Sarà pure il governo dei migliori, ma in fatto di trasparenza e di coraggio lascia molto a desiderare. Il caso eclatante arriva con Durigon.

Conte cacciò dal Governo gli impresentabili Siri e Rixi. Draghi si tiene il fascio-leghista Durigon. Il cambio di passo è questo

Sarà pure il governo dei migliori, ma in fatto di trasparenza e di coraggio lascia molto a desiderare. Il caso eclatante arriva con Claudio Durigon: dopo le sue dichiarazioni che rivelano una volontà di intitolare una piazza di Latina – oggi intitolata a Falcone e Borsellino – ad Arnaldo Mussolini, fratello del Duce, ha sollevato non poche polemiche.

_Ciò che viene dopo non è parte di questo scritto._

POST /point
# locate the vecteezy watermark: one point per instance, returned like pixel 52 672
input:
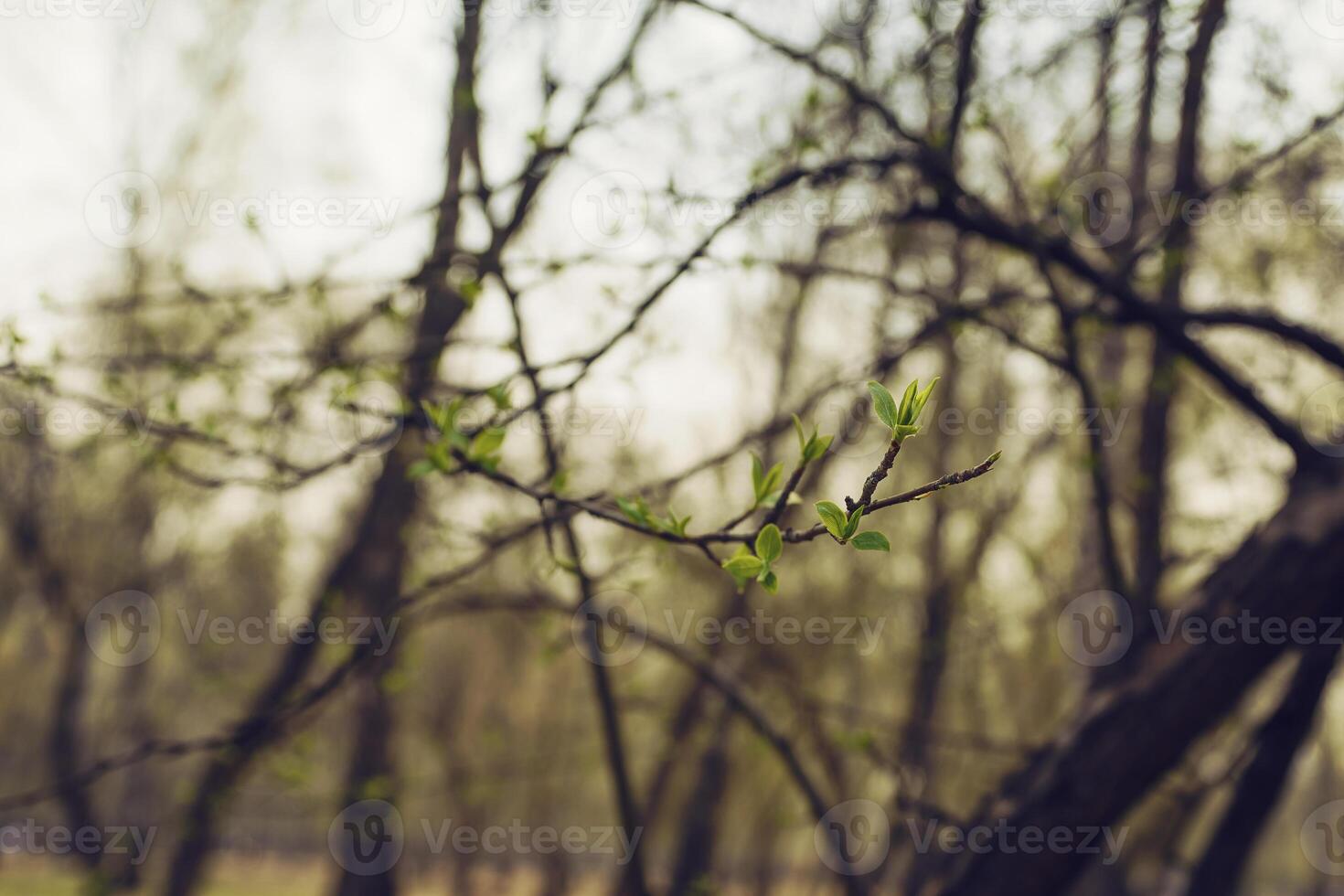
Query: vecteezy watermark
pixel 374 19
pixel 611 629
pixel 1321 838
pixel 847 412
pixel 125 629
pixel 612 209
pixel 31 838
pixel 74 422
pixel 133 12
pixel 1323 418
pixel 1324 16
pixel 852 837
pixel 1098 209
pixel 1097 629
pixel 1003 420
pixel 368 837
pixel 126 208
pixel 1004 837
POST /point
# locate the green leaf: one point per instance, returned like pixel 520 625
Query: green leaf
pixel 871 541
pixel 883 403
pixel 817 446
pixel 832 517
pixel 921 400
pixel 499 394
pixel 635 509
pixel 743 566
pixel 906 402
pixel 485 443
pixel 852 523
pixel 769 544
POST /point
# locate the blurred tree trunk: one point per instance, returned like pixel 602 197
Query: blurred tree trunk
pixel 369 571
pixel 699 821
pixel 1261 786
pixel 1132 735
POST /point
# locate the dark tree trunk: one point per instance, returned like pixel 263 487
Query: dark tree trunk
pixel 1261 786
pixel 1131 736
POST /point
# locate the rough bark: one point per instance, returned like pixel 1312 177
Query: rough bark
pixel 1131 736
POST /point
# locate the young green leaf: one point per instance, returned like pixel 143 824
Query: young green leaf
pixel 903 432
pixel 743 566
pixel 832 517
pixel 883 403
pixel 851 524
pixel 636 511
pixel 816 448
pixel 769 544
pixel 871 541
pixel 906 403
pixel 485 443
pixel 921 400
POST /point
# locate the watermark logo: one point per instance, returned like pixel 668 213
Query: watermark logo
pixel 1324 16
pixel 133 12
pixel 123 209
pixel 74 422
pixel 31 838
pixel 123 629
pixel 1323 418
pixel 366 19
pixel 1095 629
pixel 854 837
pixel 1321 838
pixel 611 209
pixel 847 412
pixel 1003 837
pixel 1097 209
pixel 609 629
pixel 368 837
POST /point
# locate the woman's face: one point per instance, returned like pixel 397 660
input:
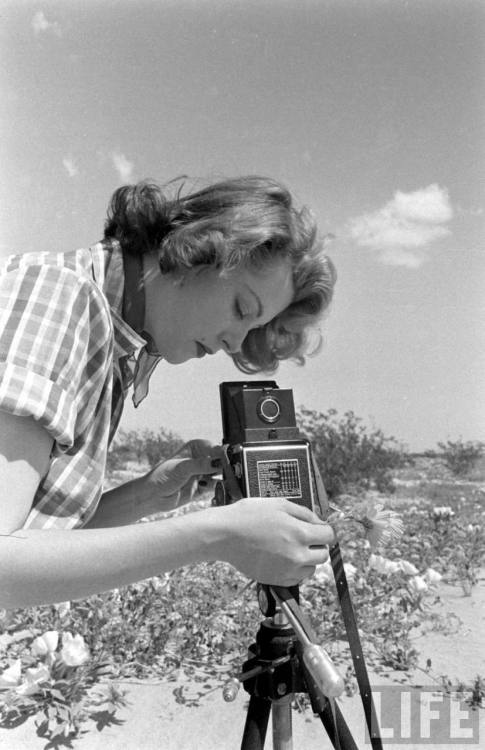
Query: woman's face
pixel 206 311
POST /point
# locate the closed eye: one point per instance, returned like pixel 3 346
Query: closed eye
pixel 240 311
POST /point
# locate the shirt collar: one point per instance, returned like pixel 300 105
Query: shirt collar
pixel 123 284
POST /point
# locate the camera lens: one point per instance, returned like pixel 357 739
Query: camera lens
pixel 268 409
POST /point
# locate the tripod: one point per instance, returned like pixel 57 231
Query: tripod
pixel 285 660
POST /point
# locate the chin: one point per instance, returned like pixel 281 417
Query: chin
pixel 178 358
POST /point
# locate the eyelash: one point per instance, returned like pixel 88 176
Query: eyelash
pixel 240 313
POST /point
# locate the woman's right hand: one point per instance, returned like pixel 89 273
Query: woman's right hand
pixel 275 541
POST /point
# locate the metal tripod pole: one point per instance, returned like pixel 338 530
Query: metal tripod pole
pixel 281 723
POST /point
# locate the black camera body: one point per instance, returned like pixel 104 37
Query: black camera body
pixel 266 456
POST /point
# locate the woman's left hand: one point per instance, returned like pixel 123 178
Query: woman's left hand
pixel 178 479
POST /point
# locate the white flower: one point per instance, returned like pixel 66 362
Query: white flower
pixel 74 650
pixel 34 677
pixel 442 511
pixel 408 568
pixel 46 643
pixel 432 576
pixel 10 677
pixel 62 608
pixel 381 526
pixel 350 571
pixel 417 584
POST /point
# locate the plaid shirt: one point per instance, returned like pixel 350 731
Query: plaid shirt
pixel 66 359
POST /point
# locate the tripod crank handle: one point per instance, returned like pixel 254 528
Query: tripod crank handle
pixel 231 687
pixel 322 670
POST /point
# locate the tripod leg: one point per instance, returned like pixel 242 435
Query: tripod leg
pixel 337 730
pixel 256 723
pixel 282 730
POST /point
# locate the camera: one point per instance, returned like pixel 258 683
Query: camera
pixel 265 454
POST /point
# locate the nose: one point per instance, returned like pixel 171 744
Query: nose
pixel 232 339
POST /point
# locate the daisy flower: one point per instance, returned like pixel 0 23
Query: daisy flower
pixel 381 526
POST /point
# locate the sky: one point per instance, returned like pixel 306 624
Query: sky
pixel 370 111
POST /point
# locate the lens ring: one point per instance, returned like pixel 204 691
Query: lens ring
pixel 269 409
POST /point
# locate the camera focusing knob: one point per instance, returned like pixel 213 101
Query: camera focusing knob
pixel 268 409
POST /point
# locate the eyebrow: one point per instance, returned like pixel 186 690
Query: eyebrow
pixel 260 309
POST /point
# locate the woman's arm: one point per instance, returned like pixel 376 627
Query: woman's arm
pixel 270 540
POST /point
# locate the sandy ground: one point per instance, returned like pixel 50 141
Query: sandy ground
pixel 154 721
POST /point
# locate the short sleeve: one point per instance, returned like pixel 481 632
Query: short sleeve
pixel 55 344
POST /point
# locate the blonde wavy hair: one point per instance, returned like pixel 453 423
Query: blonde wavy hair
pixel 246 221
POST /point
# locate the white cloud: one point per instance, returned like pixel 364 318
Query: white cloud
pixel 405 226
pixel 40 25
pixel 70 166
pixel 123 166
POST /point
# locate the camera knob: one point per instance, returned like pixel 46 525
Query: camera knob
pixel 268 409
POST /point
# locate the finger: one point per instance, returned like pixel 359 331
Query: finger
pixel 203 466
pixel 202 449
pixel 302 512
pixel 320 535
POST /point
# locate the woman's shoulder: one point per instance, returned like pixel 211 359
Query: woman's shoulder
pixel 79 261
pixel 63 280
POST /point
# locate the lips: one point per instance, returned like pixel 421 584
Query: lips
pixel 202 350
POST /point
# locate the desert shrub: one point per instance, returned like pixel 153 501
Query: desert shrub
pixel 459 456
pixel 146 446
pixel 348 454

Da Movimento cinque stelle, Pd e Leu è arrivata la chiara richiesta di dimissioni. Che ovviamente il leghista non vuole esaudire. Ed ecco allora l’iniziativa promossa e promessa a settembre: una mozione di sfiducia. Nel frattempo, però, com’era facilmente immaginabile i partiti di destra si guardano bene dal commentare e restano in silenzio. Ciò che stupisce, invece, è proprio il silenzio dei “migliori”.

Mario Draghi, né Daniele Franco (titolare del ministero dell’Economia, sede di lavoro dello stesso Durigon) hanno proferito parola (leggi l’articolo). La ragione? Difficile dirlo. Quel che è certo è che, se avessero avuto il coraggio giusto, avrebbero detto la loro, nel bene o nel male. E invece ciò che sorprende è proprio il silenzio, strada inevitabilmente intrapresa da chi – per codardia si suppone – non vuole sbilanciarsi per non perdere accoliti.

TEMPI ANDATI. Tempi diversi quanto c’era Giuseppe Conte. Non sarà il “migliore” per qualcuno. Eppure quando c’erano inchieste, indagini o condanne il governo di allora era molto chiaro sul da farsi. Ben due sottosegretari si dimisero allora. A inizio maggio toccò ad Armando Siri, allora sottosegretario alle Infrastrutture, senatore della Lega e indagato per corruzione dalle procure di Roma e Palermo (leggi l’articolo).

Il decreto di revoca fu firmato l’otto maggio 2019 durante il Consiglio dei Ministri. Determinanti furono le opposizioni e il Movimento 5 Stelle (M5S) che avevano chiesto le dimissioni di Siri, peraltro già condannato per bancarotta fraudolenta nel 2011, e Conte aveva detto che gli avrebbe revocato l’incarico di lì a pochi giorni. Un atteggiamento chiaro, forte, deciso, al di là delle convenienze politiche del tempo.

Poche settimane dopo toccò ad Edoardo Rixi, anche lui sottosegretario al Mit (leggi l’articolo). Dopo la vicenda Siri, Rixi decise di fare un passo indietro dopo essere stato condannato a tre anni e cinque mesi di carcere per falso e peculato (reati per cui poi – è bene precisare – Rixi è stato totalmente assolto in Appello).